1. preparación de hidrogeles
- síntesis de benzaldehído terminaron di-functionalized polietilenglicol (PEG DF)
- previa desecación de PEG polímero
- peso 4,00 g PEG (4.000 MW, 1.00 mmol), Transvasar a un matraz de fondo redondo (250 mL) y añadir tolueno (100 mL).
Nota: Otras clavijas con distintos pesos moleculares puede trabajar para la formación del hidrogel pero conducirá a rigidez diferentes. - Calentar la solución por una pistola de calor (o una placa alrededor de 40 ° C) suavemente para ayudar a disolver los polímeros. Después de disuelven todos los polímeros, utilizar un evaporador para eliminar todos los solventes. Repita este proceso seco y disolver dos veces para hacer la espiga seca polímeros.
PRECAUCIÓN: Esto debe realizarse en una campana de humos con extremo cuidado. Tolueno es inflamable.
- peso 4,00 g PEG (4.000 MW, 1.00 mmol), Transvasar a un matraz de fondo redondo (250 mL) y añadir tolueno (100 mL).
- Reacción de terminación benzaldehído de PEG
- añadir un agitador magnético y tetrahidrofurano (THF, 100 mL) al matraz y disolver con un agitador de PEG. Añadir 4-carboxybenzaldehyde (0,90 g, 6.0 mmol) y 4-dimethylaminopyridine (0,07 g, 0,6 mmol) secuencialmente a las soluciones para todos los sólidos se disuelven completamente.
- Agregar N, N '-diciclohexilcarbodiimida (DCC, 1,25 g, 6.0 mmol) para la solución y añadir un tubo de secado que se llena con anhidro CaCl 2 al matraz. Mantener la reacción con agitación a temperatura ambiente (~ 20 ° C) para alrededor de 12 h.

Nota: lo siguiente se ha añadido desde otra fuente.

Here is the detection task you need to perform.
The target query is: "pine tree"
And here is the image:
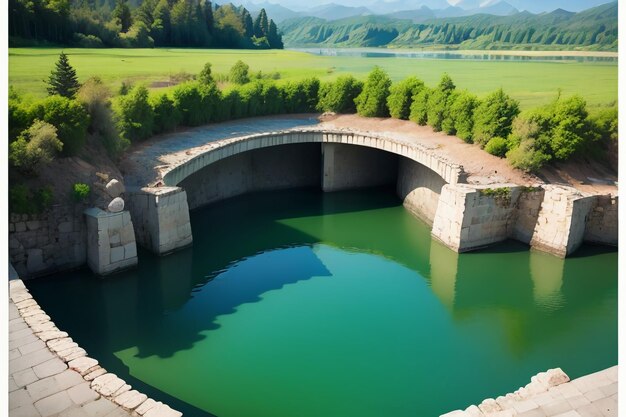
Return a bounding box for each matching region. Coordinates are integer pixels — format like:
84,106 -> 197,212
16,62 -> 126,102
254,9 -> 269,38
48,52 -> 80,98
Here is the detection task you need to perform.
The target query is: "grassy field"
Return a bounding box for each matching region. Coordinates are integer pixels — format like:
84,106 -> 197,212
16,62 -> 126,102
9,48 -> 617,109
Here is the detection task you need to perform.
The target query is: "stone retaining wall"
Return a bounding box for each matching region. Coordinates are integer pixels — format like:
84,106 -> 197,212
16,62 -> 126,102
9,204 -> 87,277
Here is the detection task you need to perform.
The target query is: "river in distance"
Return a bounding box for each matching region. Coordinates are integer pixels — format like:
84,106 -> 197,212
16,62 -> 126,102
27,189 -> 617,417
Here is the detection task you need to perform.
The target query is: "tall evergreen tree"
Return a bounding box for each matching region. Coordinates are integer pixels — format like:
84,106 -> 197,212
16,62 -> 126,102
254,9 -> 269,38
113,0 -> 133,33
47,52 -> 80,98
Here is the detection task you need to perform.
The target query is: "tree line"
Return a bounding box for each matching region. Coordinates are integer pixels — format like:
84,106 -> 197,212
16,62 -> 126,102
9,54 -> 618,211
9,0 -> 283,48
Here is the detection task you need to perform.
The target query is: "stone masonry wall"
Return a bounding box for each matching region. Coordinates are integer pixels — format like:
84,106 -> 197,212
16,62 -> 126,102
9,205 -> 87,278
432,184 -> 522,252
584,195 -> 619,246
85,207 -> 137,275
128,187 -> 193,255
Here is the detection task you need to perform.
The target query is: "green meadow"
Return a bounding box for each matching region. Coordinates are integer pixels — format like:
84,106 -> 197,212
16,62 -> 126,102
9,48 -> 617,109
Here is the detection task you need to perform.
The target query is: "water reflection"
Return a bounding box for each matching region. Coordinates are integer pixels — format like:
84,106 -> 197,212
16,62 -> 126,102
289,48 -> 617,62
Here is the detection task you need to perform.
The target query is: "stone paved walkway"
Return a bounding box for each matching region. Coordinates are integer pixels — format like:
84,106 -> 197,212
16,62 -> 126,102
441,366 -> 618,417
9,279 -> 182,417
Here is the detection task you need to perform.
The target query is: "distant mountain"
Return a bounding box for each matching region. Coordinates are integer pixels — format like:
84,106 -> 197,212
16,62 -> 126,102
279,2 -> 617,50
244,2 -> 305,24
305,3 -> 374,20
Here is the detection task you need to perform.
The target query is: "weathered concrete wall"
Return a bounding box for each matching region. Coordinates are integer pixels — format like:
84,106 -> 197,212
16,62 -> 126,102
530,185 -> 596,257
584,195 -> 619,246
396,157 -> 446,225
180,143 -> 321,209
9,205 -> 87,278
432,184 -> 523,252
85,207 -> 137,275
127,187 -> 193,255
322,143 -> 398,192
161,129 -> 465,186
511,187 -> 545,244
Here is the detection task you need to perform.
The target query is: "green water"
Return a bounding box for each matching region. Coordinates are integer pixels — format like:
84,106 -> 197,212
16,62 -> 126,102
27,190 -> 617,417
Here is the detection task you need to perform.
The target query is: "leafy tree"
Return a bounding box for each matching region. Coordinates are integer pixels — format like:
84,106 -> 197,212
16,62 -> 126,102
387,77 -> 424,120
317,75 -> 363,113
473,88 -> 519,147
427,74 -> 456,132
9,120 -> 63,174
354,66 -> 391,117
48,52 -> 80,98
283,78 -> 320,113
33,96 -> 89,156
444,91 -> 478,143
148,94 -> 181,133
409,87 -> 431,126
76,78 -> 125,157
254,9 -> 269,38
116,85 -> 154,142
485,136 -> 509,158
228,60 -> 250,84
112,0 -> 133,33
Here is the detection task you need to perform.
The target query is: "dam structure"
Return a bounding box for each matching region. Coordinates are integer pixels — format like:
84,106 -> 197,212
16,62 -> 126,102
122,127 -> 618,268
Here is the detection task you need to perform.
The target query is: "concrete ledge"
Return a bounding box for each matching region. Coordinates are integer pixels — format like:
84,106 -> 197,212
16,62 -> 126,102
9,278 -> 182,417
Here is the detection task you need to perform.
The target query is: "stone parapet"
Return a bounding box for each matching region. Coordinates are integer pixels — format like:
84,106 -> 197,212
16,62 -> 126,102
84,207 -> 137,275
127,187 -> 193,255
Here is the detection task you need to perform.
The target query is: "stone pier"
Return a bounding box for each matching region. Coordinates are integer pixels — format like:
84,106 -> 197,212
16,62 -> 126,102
127,187 -> 193,255
85,207 -> 137,275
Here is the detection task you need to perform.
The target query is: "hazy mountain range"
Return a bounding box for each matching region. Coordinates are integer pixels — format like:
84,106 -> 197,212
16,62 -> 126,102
278,0 -> 618,51
243,0 -> 606,23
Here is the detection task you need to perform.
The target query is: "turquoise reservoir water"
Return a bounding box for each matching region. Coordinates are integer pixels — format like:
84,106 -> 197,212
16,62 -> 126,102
27,190 -> 617,417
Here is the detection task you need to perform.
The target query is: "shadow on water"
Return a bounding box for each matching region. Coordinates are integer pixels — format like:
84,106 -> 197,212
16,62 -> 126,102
26,189 -> 617,416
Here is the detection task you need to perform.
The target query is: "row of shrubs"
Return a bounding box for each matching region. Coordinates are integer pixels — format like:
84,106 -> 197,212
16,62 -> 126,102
9,63 -> 617,176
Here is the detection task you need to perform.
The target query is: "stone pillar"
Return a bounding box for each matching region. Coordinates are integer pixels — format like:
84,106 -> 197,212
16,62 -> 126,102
122,187 -> 193,255
432,184 -> 522,252
85,207 -> 137,275
530,185 -> 595,258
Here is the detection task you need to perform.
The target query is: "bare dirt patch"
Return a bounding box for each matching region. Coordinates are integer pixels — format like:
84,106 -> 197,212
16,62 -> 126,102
320,114 -> 617,195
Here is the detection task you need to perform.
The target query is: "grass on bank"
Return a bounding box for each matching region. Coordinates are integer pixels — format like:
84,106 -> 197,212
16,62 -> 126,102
9,48 -> 617,109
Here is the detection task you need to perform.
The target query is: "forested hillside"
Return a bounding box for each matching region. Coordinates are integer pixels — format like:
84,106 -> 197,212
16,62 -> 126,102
280,2 -> 617,51
9,0 -> 283,48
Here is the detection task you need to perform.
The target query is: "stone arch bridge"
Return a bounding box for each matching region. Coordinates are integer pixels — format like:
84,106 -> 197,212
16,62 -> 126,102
111,128 -> 617,270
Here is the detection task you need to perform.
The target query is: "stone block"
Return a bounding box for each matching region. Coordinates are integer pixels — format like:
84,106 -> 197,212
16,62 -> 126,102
124,242 -> 137,259
34,391 -> 73,417
110,246 -> 124,264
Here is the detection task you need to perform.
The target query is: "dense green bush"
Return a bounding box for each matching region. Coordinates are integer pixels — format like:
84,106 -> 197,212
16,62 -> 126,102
426,74 -> 456,132
9,120 -> 63,175
444,91 -> 478,143
317,75 -> 363,113
148,93 -> 181,134
282,78 -> 320,113
76,78 -> 130,158
409,87 -> 431,126
116,85 -> 154,142
485,136 -> 509,158
387,77 -> 424,120
354,66 -> 391,117
33,96 -> 89,156
72,182 -> 91,203
528,96 -> 594,160
506,116 -> 551,172
228,60 -> 250,84
473,88 -> 519,147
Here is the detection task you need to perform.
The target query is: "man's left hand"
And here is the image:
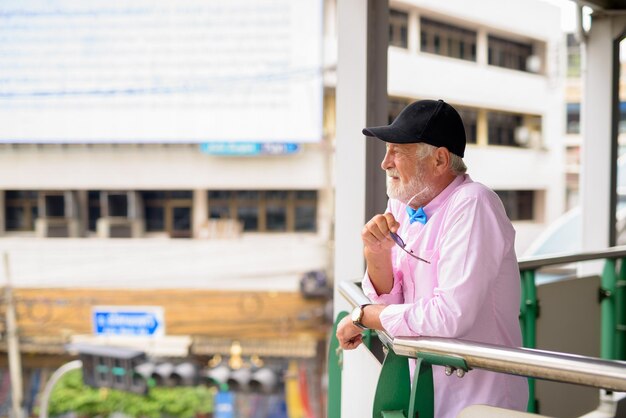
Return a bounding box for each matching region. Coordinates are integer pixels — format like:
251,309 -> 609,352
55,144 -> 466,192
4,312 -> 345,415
337,316 -> 363,350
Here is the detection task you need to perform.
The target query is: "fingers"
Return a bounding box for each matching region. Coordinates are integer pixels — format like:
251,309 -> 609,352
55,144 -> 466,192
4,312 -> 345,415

- Proceso de la post-reacción
- filtrar los blancos sólidos generados en la solución de vacío después de que termine la reacción. Verter la solución en éter dietílico frío (500 mL), bajo agitación para precipitar los sólidos blancos. Reunir todos los sólidos blanco, filtro y secar los sólidos en una campana de humos.
- Disolver los sólidos blancos en THF otra vez, filtrar cualquier sólidos insolubles blanco, verter la solución en el éter dietílico frío fresco para precipitar los sólidos blancos y secarlo. Repita este proceso dos o tres veces y luego colocar los blancos sólidos en un horno de secado al vacío (20 ° C, 0.1 mbar) para secarlas totalmente. Recoger el polvo blanco como el producto final: benzaldehído terminada DF PEG.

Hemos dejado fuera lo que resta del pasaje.